OpenHistoricalMap / issues

File your issues here, regardless of repo until we get all our repos squared away; we don't want to miss anything.
Creative Commons Zero v1.0 Universal
19 stars 1 forks source link

Grafana Dashboard for monitoring resources and services #861

Open Rub21 opened 3 months ago

Rub21 commented 3 months ago

Due to the recent increase in resource usage in https://github.com/OpenHistoricalMap/issues/issues/783 and https://github.com/OpenHistoricalMap/issues/issues/850 It would be convenient to monitor our resources and make this visible to everyone. As OSM does https://github.com/OpenHistoricalMap/issues/issues/783#issuecomment-2214573538, I think it would be reasonable to add a Grafana dashboard based on Prometheus to see how many resources the services are using in each service. Currently, we have Prometheus and some exporters in the staging and production clusters, but access to these statistics is still restricted. I could open the access to these statistics.

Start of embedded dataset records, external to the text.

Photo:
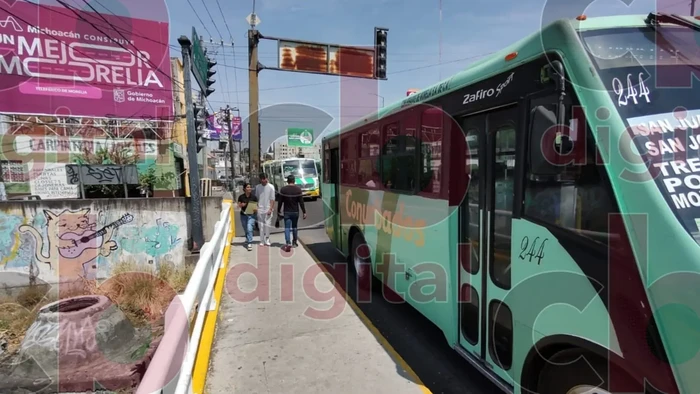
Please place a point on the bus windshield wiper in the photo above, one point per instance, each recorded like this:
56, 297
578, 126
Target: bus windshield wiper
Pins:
654, 19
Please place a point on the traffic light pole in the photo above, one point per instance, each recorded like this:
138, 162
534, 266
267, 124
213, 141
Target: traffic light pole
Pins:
230, 142
253, 97
195, 193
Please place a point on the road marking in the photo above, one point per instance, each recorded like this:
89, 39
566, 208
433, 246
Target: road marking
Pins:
201, 364
380, 338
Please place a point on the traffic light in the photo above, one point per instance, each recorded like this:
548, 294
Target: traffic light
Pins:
380, 35
199, 125
210, 73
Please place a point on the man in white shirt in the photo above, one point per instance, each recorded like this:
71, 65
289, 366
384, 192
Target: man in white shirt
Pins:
265, 193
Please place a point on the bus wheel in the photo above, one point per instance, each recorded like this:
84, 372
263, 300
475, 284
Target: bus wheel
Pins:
361, 262
573, 372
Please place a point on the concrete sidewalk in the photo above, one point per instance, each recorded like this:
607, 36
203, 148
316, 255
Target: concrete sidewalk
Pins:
284, 328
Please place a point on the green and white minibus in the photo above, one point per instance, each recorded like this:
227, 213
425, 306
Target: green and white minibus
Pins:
305, 171
541, 207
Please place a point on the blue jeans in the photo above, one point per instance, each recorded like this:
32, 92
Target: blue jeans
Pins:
290, 225
247, 221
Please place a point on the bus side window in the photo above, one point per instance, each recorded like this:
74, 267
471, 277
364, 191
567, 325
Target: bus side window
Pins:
564, 186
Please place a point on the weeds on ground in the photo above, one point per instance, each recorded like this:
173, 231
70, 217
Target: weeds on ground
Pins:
141, 292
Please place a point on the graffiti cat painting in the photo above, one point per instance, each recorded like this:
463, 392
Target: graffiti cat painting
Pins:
72, 240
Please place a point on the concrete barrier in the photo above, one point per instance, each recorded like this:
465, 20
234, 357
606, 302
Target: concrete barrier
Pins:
171, 369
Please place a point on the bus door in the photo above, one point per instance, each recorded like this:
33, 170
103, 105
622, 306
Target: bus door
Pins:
485, 324
334, 202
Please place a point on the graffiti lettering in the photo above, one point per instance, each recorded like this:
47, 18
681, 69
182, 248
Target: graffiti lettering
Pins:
67, 337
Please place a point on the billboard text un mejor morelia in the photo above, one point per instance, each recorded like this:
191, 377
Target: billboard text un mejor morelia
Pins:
54, 63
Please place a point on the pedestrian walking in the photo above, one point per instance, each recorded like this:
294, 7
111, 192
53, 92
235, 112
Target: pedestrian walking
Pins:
265, 193
291, 198
248, 215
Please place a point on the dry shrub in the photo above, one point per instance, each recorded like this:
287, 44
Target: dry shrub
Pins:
141, 292
18, 312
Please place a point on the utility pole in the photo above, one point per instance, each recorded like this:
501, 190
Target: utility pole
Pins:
195, 193
227, 114
253, 97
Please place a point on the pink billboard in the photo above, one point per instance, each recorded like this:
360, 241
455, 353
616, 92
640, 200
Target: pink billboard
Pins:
68, 62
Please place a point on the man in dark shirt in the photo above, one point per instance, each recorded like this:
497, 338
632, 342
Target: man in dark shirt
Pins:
291, 197
247, 221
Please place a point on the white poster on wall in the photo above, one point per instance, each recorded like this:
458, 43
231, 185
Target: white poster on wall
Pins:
50, 182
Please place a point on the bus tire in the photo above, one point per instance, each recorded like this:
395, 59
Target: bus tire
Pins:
573, 369
361, 262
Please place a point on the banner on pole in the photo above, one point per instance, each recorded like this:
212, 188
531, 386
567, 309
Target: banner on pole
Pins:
236, 129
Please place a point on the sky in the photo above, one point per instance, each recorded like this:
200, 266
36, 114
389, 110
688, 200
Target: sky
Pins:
428, 41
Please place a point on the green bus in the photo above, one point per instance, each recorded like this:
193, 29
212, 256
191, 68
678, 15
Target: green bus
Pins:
541, 207
305, 170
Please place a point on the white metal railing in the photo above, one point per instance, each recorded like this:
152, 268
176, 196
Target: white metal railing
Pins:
170, 370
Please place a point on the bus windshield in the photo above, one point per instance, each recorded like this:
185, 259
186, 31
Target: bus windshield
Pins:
308, 167
291, 167
650, 74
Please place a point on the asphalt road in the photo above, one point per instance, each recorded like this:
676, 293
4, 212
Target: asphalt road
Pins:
420, 343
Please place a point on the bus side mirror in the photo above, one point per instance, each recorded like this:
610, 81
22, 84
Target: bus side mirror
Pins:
545, 145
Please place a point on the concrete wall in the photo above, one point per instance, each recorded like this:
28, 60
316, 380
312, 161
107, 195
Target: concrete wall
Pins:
37, 234
211, 210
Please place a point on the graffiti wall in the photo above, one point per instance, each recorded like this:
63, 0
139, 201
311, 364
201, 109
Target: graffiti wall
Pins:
56, 240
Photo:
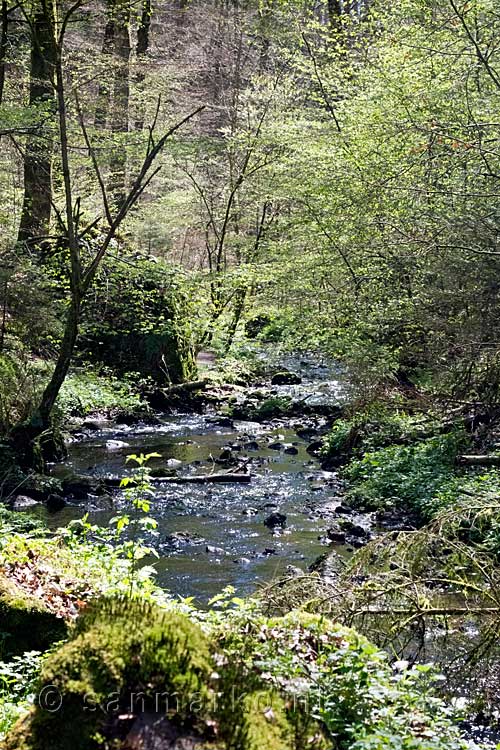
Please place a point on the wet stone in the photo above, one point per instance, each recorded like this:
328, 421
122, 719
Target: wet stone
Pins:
277, 446
54, 503
22, 502
275, 519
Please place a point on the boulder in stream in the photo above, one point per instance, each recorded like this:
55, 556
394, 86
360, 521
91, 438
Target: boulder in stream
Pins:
285, 377
275, 519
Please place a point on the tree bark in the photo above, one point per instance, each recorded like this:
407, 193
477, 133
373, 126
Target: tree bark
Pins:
120, 111
37, 202
4, 36
141, 51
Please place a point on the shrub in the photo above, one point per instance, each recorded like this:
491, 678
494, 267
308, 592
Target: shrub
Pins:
404, 476
85, 392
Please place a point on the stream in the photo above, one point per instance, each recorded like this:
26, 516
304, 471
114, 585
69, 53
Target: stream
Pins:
214, 535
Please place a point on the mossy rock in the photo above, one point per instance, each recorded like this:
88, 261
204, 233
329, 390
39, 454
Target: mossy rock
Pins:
124, 656
25, 622
265, 723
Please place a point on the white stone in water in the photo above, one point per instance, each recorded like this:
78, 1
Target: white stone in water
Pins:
116, 445
173, 463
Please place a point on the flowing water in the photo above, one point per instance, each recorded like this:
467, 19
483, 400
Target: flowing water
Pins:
212, 535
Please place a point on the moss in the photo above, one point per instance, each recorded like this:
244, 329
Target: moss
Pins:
265, 723
25, 623
125, 656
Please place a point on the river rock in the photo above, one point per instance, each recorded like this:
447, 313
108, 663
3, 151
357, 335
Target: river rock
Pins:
336, 535
344, 509
315, 447
275, 519
116, 445
180, 538
214, 550
23, 502
81, 487
285, 377
91, 426
353, 529
221, 421
55, 503
252, 445
294, 571
173, 463
277, 446
329, 566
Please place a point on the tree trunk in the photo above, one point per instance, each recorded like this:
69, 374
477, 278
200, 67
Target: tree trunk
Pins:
120, 113
141, 50
104, 93
35, 216
4, 35
239, 306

cc. @batpad @jeffreyameyer @danrademacher

danrademacher commented 1 month ago

@Rub21 do you have a sense of costs involved here?

I see they have a free tier, but I am not sure if we fit there: https://grafana.com/pricing/

danrademacher commented 1 month ago

If we fit in free tier, then this is an easy Yes. If it costs, we need to confer with Jeff

Rub21 commented 1 month ago

If we fit in free tier, then this is an easy Yes. If it costs, we need to confer with Jeff

This is free; it will just consume some resources in our infrastructure, but it will help check how much is used.

Results in Staging, https://monitoring.staging.openhistoricalmap.org

I've been using Prometheus and Grafana to monitor server performance, specifically tracking CPU and memory usage, along with the resource consumption of the pods they host. In the staging environment, I checked if we have sufficient resources or more than enough.

Screenshot 2024-10-16 at 3 04 56 AM

I've adjusted the node resources in staging and reduced the size to two large machines, but it still seems we have plenty of resources available.

image

So, I ended up with a large machine and a medium machine.

image image

The dashboard is very helpful; at least it's showing how much our infrastructure is actually being used by our service, and we can reduce the size to save costs.

We also have a dashboard for production at https://monitoring.openhistoricalmap.org/. Before reducing production resources, we might need to discuss it further .

Savings in staging for this month: I’ve already reduced the size of the machines. Running two m5.xlarge instances costs approximately $370.84 per month, while using one m5.large ($70.08) and one m1.medium ($33.60) totals $103.68 per month. This means we’d save approximately $267.16 per month compared to using two m5.xlarge instances.

cc. @danrademacher @batpad @jeffreyameyer

Rub21 commented 3 weeks ago

Current status for Production environment using the grafana

I have also implemented the Prometheus and Grafana dashboard for production, which provides a better overview of how the nodes are using resources over the last 10 days, giving insights into how much resources we are actually utilizing.

The current web API database is running alone on a node, but it doesn’t seem to be consuming many resources. Last time, we upgraded the node size due to an issue with cgimap link, but the node has been using less than 10% over the last 12 days. My recommendation is to reduce the node size by half.

image

For the tiler database, we are running fine. the size is more than enough, though there are some peaks where it is using 90% of the CPU and RAM, but seems fine.

image

For the web container, we are running fine, but reducing it to smaller nodes and leveraging the autoscaling we implemented in the past could help reduce node costs

image

cc. @batpad @danrademacher @jeffreyameyer

danrademacher commented 1 week ago

Based on discussion, we should reduce the web database API to 4 CPU and 16GB RAM.

Rub21 commented 1 week ago
Rub21 commented 3 days ago

The node for api db has been updated, we are using now an x.large machine!